Our View: Initiative reform? Yes, but fairly, not incrementally
09/23/2013 12:53 AM
09/23/2013 12:54 AM
Organized labor has every right to promote initiatives. Labor-backed initiatives often resonate with the electorate and occasionally with editorial boards.
But labor doesn’t deserve a special edge. For this reason, Gov. Jerry Brown should veto Assembly Bill 857, a loaded piece of legislation that masquerades as initiative reform.
Assemblyman Paul Fong, a Silicon Valley Democrat, said in three press releases that he proposed to “ensure the sanctity of the initiative process” by requiring that unpaid volunteers gather some signatures to qualify statewide ballot measures.
That’s a fine concept, and fits nicely into a press release. But crafting an actual law proved tough. At first, Fong proposed that 20 percent of the signatures needed to qualify a measure for the ballot be gathered by volunteers. Then he whittled it down to 10 percent. Then he ran into problems when he tried to define the notion of “volunteer.”
The bill says signatures gathered by nonprofit organizations would qualify toward the 10 percent threshold. Fair enough. But he further amended his bill to say that the 10 percent requirement could be fulfilled if labor union members gathered the signatures.
Not surprisingly, the California Labor Federation and a firefighters union sponsored Fong’s bill.
The Howard Jarvis Taxpayers Association and Common Cause of California, not generally bedfellows, are the leading opponents urging Brown’s veto. Both organizations cite provisions in the legislation that would open the way for anyone to sue to enforce AB 857.
People could challenge whether the signatures were gathered in accordance with the provisions. They also could sue claiming promoters misrepresented an initiative. All initiatives are open to interpretation, raising the likelihood that there would be extensive litigation, not something California needs.
Early in the year, Fong’s legislation included language requiring that initiative promoters prominently display the identities of donors who had contributed $50,000 or more to their measures. That’s information that might have helped inform citizens’ decision about whether to sign petitions.
But in amendments adopted in the last days of the legislative session, Fong stripped out the disclosure provision, one redeeming aspect of this loaded bill.

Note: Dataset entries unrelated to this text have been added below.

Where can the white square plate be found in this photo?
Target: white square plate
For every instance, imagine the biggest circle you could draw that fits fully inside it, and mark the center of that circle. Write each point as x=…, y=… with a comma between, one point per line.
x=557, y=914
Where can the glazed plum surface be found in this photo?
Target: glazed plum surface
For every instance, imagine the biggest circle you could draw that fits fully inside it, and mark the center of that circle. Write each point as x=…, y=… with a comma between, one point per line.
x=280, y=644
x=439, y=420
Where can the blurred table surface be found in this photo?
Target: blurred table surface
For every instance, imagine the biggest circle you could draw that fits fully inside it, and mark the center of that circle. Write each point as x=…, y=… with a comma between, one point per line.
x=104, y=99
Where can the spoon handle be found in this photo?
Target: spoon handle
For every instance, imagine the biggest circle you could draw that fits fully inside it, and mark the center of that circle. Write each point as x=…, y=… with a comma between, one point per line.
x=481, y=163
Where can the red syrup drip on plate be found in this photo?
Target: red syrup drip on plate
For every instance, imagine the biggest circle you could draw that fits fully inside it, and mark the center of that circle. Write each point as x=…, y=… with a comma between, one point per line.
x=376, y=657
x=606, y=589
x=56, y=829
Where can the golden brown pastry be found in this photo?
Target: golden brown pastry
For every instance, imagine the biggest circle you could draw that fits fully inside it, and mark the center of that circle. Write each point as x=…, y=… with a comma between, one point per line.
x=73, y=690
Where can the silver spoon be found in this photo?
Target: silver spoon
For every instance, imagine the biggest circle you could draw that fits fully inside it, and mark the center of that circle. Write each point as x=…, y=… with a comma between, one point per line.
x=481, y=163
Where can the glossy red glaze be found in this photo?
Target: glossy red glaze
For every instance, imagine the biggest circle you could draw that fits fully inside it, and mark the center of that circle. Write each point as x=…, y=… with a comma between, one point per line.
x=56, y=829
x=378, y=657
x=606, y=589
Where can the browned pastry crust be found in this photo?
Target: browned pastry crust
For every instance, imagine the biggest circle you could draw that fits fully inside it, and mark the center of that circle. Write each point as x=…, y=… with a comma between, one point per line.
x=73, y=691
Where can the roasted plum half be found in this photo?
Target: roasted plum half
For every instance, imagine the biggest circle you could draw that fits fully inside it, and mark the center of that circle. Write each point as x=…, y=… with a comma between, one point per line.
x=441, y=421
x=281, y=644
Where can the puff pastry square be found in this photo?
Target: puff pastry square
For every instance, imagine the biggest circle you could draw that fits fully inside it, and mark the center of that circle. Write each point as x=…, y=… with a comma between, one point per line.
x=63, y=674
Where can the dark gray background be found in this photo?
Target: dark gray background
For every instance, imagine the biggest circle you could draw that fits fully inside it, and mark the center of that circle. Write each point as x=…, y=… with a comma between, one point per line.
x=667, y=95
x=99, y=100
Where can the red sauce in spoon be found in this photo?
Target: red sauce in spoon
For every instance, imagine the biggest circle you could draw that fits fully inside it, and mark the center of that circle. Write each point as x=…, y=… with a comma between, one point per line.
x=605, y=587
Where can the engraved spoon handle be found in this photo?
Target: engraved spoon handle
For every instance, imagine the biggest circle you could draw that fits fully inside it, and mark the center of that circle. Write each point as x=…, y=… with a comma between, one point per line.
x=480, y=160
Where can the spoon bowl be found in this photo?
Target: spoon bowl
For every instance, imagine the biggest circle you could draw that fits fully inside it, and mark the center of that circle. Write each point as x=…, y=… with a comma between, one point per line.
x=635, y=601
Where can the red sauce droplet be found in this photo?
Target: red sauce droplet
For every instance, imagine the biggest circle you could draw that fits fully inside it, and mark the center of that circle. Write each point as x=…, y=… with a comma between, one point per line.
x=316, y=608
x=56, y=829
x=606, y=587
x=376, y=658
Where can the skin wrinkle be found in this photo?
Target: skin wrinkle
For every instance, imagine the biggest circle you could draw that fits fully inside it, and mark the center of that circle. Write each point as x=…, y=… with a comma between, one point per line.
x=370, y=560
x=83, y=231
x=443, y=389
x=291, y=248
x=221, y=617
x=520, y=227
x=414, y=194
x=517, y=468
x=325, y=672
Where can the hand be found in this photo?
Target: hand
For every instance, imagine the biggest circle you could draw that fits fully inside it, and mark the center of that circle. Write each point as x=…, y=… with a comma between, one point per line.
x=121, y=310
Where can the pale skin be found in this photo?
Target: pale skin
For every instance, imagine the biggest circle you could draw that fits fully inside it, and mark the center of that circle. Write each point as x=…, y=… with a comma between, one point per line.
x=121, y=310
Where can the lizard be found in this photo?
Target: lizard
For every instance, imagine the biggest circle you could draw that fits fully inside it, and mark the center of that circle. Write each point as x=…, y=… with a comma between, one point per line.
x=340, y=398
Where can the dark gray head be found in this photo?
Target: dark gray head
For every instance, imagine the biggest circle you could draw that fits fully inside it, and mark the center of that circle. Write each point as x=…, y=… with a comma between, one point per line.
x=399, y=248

Union members have a right to volunteer to gather signatures, as do members of, say, the Sierra Club or the Howard Jarvis group. But AB 857 would create an unlevel playing field, helping groups that had large numbers of “volunteers” at their disposal, and harming groups that didn’t.
Over the years, corporations including PG&E and Valero, and wealthy individuals have come up with terrible ideas for initiativesand paid signature gatherers to place them on ballots. Voters generally reject those horrible measures.
But corporations and wealthy individuals should not be precluded from appealing directly to the electorate simply because they don’t have large numbers of volunteers at their disposal.
Initiatives inevitably are one-sided. Most ideas conjured by initiative promoters would be better handled in the legislative process. The system should be overhauled. But changes should not be loaded to favor one side of the political spectrum over the other.